Part of Barack Obama’s stimulus plan will certainly focus on financing alternative energy projects, probably the building of windmills, geothermal power plants and such. And as Orwellian the task of semi-eternal and laborious windmill buildery may be, it gives me great hope that we will begin to inject capital into an industry that’s perennially under-funded. We’ve been blathering for decades about switching our energy sources, and Obama seems to be a man who’s quite resolute on eclipsing the culture of passivity that has dominated previous administration’s energy policies.

The methods by which we approach the madness of the switch from our current energy culture (in the form of coal and petroleum) to an ecologically sustainable system (such as solar, wind and geothermal) must be deliberate and farsighted. There seems to be a great opportunity at this moment, due to a glut of social will and economic necessity within the country, to pursue a bold domestic energy agenda.
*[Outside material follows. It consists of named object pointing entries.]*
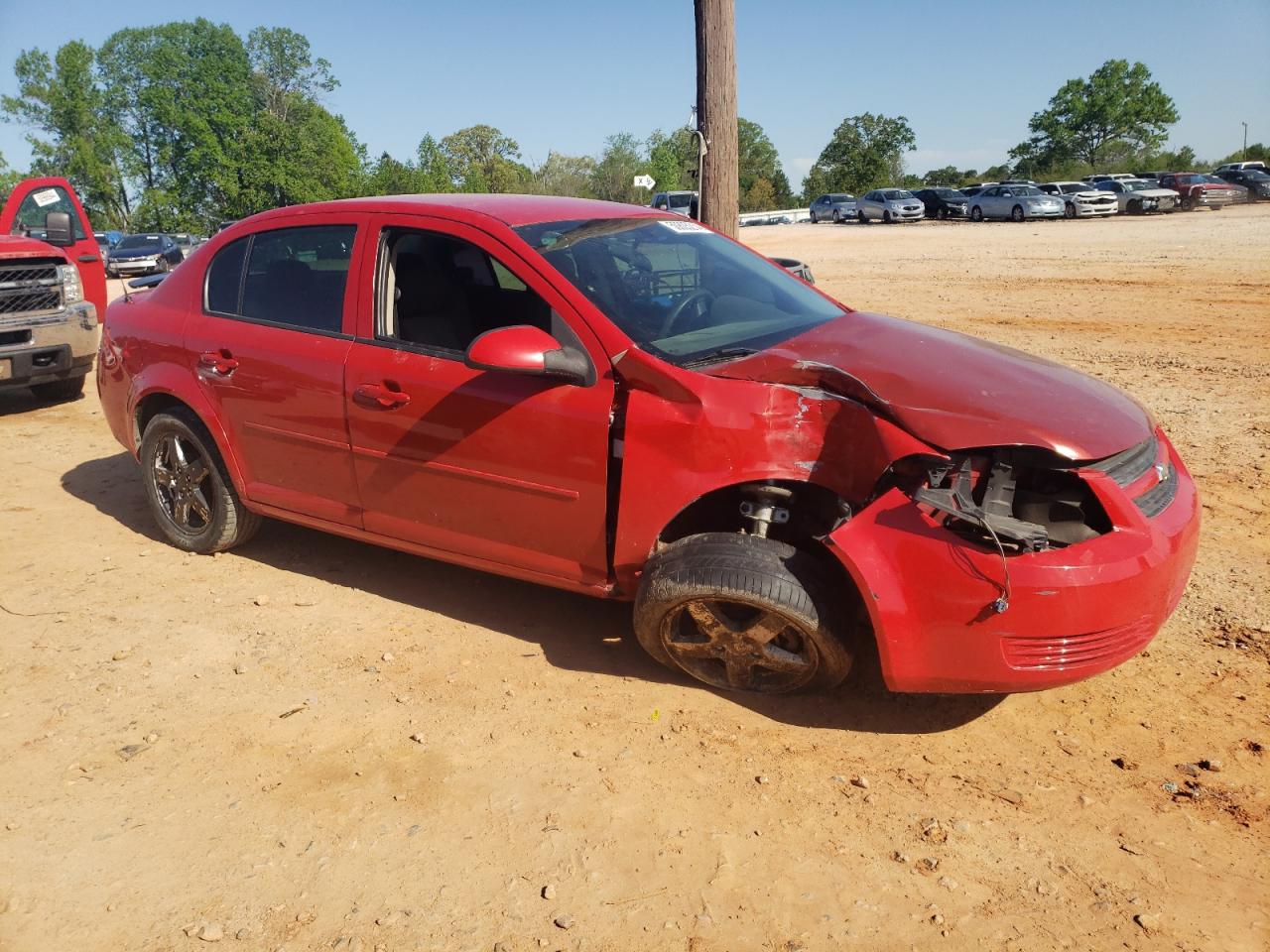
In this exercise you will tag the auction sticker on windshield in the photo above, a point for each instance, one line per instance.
(683, 226)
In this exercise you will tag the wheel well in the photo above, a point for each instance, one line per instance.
(815, 513)
(151, 407)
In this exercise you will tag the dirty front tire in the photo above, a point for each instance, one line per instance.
(190, 495)
(55, 391)
(742, 613)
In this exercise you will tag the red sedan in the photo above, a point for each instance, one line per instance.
(622, 403)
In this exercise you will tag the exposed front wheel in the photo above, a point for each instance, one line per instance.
(55, 391)
(190, 490)
(742, 613)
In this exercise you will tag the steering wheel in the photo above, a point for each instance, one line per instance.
(677, 311)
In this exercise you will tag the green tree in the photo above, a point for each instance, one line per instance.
(865, 151)
(60, 100)
(481, 159)
(757, 159)
(672, 160)
(564, 176)
(760, 197)
(285, 70)
(617, 166)
(8, 179)
(1118, 107)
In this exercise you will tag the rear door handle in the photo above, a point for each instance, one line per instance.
(218, 362)
(381, 397)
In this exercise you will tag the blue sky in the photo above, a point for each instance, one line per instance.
(557, 73)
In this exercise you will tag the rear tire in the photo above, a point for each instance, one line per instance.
(56, 391)
(190, 494)
(742, 613)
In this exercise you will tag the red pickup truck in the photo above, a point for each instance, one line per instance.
(1198, 190)
(53, 290)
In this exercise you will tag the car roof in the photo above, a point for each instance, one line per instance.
(509, 209)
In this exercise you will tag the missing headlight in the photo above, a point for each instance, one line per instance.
(1014, 499)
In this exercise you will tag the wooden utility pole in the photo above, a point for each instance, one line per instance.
(716, 113)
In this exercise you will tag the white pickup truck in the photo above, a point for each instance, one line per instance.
(53, 290)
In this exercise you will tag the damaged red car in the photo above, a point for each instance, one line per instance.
(622, 403)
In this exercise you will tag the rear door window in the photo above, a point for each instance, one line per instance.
(298, 277)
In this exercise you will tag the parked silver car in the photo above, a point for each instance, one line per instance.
(834, 207)
(1080, 199)
(1138, 195)
(890, 204)
(1015, 202)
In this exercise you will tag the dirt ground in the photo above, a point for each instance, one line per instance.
(316, 744)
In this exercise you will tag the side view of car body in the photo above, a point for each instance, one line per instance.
(621, 403)
(1138, 195)
(944, 203)
(1198, 190)
(890, 206)
(1255, 181)
(833, 207)
(144, 254)
(1080, 199)
(1015, 202)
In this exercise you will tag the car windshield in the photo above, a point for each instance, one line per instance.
(137, 243)
(679, 290)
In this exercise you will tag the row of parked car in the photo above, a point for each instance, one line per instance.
(132, 255)
(1020, 199)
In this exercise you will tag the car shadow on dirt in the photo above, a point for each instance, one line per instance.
(575, 633)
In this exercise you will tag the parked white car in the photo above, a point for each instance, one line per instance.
(1015, 202)
(1138, 195)
(890, 204)
(1080, 199)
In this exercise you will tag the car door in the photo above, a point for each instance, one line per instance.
(35, 198)
(268, 347)
(494, 467)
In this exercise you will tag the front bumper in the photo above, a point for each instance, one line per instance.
(1074, 612)
(1093, 211)
(143, 266)
(50, 347)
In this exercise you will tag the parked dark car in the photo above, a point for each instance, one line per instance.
(144, 254)
(619, 402)
(944, 202)
(1255, 180)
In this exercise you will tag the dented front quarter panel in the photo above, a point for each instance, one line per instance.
(688, 434)
(1074, 612)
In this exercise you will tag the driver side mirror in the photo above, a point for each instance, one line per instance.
(58, 229)
(526, 349)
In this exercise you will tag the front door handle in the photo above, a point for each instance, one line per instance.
(381, 397)
(218, 362)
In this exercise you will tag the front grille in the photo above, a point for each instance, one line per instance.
(30, 289)
(1155, 500)
(1066, 653)
(1132, 463)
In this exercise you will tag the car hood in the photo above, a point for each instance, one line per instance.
(952, 390)
(21, 246)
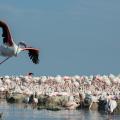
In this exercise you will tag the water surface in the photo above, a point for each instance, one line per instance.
(18, 112)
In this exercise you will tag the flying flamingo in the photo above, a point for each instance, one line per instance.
(10, 48)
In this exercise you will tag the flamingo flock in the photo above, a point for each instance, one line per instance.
(10, 48)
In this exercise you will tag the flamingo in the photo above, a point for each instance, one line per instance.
(10, 48)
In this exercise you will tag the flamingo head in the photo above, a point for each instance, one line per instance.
(22, 44)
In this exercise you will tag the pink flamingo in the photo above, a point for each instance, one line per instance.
(10, 48)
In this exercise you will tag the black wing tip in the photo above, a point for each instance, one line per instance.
(34, 56)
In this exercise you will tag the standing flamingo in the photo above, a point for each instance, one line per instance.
(10, 48)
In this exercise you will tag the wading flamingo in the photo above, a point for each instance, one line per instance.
(10, 48)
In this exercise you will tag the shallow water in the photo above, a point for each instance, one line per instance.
(18, 112)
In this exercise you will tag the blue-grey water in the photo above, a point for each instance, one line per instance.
(18, 112)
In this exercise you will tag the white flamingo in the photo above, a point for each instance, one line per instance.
(10, 48)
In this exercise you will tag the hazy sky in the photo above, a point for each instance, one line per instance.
(74, 36)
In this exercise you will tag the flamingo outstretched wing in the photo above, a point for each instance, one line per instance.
(33, 54)
(7, 39)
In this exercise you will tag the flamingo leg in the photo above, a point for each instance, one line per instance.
(4, 60)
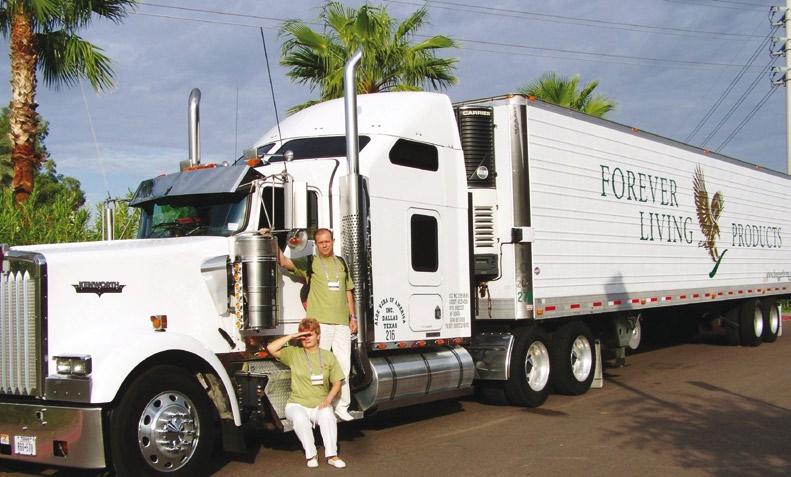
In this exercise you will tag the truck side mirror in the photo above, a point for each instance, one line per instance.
(296, 205)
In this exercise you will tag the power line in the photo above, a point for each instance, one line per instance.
(651, 61)
(730, 87)
(747, 118)
(213, 12)
(738, 103)
(733, 2)
(603, 55)
(688, 3)
(510, 13)
(201, 20)
(544, 17)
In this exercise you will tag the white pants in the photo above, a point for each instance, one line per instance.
(305, 418)
(338, 339)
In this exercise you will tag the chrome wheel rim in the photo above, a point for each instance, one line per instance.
(758, 322)
(168, 431)
(637, 335)
(581, 358)
(774, 321)
(537, 366)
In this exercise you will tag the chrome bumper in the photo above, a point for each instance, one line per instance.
(63, 436)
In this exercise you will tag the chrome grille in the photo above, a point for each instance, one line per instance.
(20, 334)
(483, 223)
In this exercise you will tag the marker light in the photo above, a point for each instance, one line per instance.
(79, 365)
(159, 322)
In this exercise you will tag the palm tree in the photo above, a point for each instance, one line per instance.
(564, 92)
(390, 61)
(43, 36)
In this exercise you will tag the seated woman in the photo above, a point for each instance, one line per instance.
(316, 379)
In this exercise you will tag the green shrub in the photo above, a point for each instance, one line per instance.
(59, 219)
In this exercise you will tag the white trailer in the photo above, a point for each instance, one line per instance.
(493, 243)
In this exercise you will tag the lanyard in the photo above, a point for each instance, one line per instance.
(310, 368)
(324, 268)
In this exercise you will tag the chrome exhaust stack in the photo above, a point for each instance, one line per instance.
(354, 222)
(193, 118)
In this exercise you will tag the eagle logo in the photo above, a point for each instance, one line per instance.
(708, 214)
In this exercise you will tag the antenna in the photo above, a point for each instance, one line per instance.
(272, 88)
(236, 125)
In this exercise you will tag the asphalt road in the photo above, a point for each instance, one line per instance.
(685, 410)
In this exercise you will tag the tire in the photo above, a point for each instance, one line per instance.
(528, 384)
(751, 323)
(636, 335)
(164, 397)
(573, 357)
(771, 321)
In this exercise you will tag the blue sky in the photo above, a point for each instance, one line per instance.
(665, 62)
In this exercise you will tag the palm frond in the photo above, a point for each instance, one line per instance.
(65, 58)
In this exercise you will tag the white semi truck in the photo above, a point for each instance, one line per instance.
(494, 243)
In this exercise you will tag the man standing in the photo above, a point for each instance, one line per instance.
(331, 302)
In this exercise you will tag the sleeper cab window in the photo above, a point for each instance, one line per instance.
(273, 209)
(424, 241)
(414, 154)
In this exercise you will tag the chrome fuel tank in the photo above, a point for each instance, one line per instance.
(411, 377)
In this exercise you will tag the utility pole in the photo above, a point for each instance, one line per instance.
(787, 77)
(782, 75)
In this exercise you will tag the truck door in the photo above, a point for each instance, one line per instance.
(425, 274)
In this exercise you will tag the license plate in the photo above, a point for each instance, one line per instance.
(25, 445)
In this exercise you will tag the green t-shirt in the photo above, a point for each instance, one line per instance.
(326, 305)
(302, 391)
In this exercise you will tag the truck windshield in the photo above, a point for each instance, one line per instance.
(193, 216)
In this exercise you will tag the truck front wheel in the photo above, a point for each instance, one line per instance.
(573, 357)
(528, 384)
(162, 426)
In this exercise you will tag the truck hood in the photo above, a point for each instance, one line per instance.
(101, 295)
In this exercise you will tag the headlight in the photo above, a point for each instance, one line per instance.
(78, 365)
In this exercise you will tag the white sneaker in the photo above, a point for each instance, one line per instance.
(344, 415)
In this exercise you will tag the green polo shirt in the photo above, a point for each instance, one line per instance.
(324, 304)
(302, 390)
So we mustn’t squander our opportunity with short term or medium term fixes. Coal is malclimatific. Ethanol is quixotic. Oil is bittersweet. Magic is fictitious at best. Other energy sources and distribution models are essential to the furtherance of our nation; let us discuss one for a moment.

I propose the rigorous application of government subsidies and tax incentives toward the consumer and commercial purchase of solar panel and windmill installation. If we were to transform our society such that every structure, facility or neighborhood was energy independent — powered as a function of localized and/or personalized solar energy — we would achieve true energy independence.

What if the mall were adorned with solar panels on its roof? What if each house had a solar panel or two? What if each neighborhood had a windmill in the park down the street? What if, coupled with an investment into geothermal and wind power, Congress were to partially subsidize the cost of solar panel installation on residential and commercial structures?

Gradually, property owners would flock to the solar panel installation. If the procedure to outfit an average 3,000 square foot residential structure with solar panels, effectively generating all the structure’s power needs and eliminating all energy costs thereafter, were around $10,000, it would become a very attractive long-term investment for homeowners, assuming power can be resold back to the grid. This would also create the conditions for long-term value creation in the housing sector and potentially enervate the historically perilous decadal boom-bust housing cycle.

Now is not the time to think decades into the future; it’s the time to think a century from now. We will face some harsh climactic, economic and political realities in the coming years, and the processes that enabled them are, in large part, irreversible in the short term. By whatever fatalism you consider subsequent climate and geopolitical change, bold and immediate action is our only solution.

Obama strikes me as a far-seeing man – his statements on the present belie his thoughtful meditation on things far into the future. The investment into personalized energy systems is a most farsighted venture. What if the anatomy of the energy business was a body of companies that produced personalized solar energy systems (i.e. windmills and solar panels for consumer purchase), rather than energy creation companies with centralized resources and distribution monopolies?

If longevity, durability and ecological sustainability are the criteria of success for the imminent wave of energy infrastructure investment, then the subsidization and implementation of personalized solar-energy systems may be our best bet.

We’ve got the plans for the panels and the workers to build them. We’ve got the windmill designs and the steel to build them with. We’ve got the sand to make the mirrors and the technical prowess to manufacture them on a large scale. We’ve got the cultural determination and, ahem, the fierce urgency of now.

We have a future that daunts and a harsh reality to face. Let us consider this option as an addition to the portfolio of solutions we must apply to solve our long-term energy problems. At this moment in history – as calamity lurks at the doorstep of tomorrow – the folly of our past ways has become apparent. Let us shed the malaise of our past imprudence, get to work, and build an energy infrastructure our future countrymen will thank us for.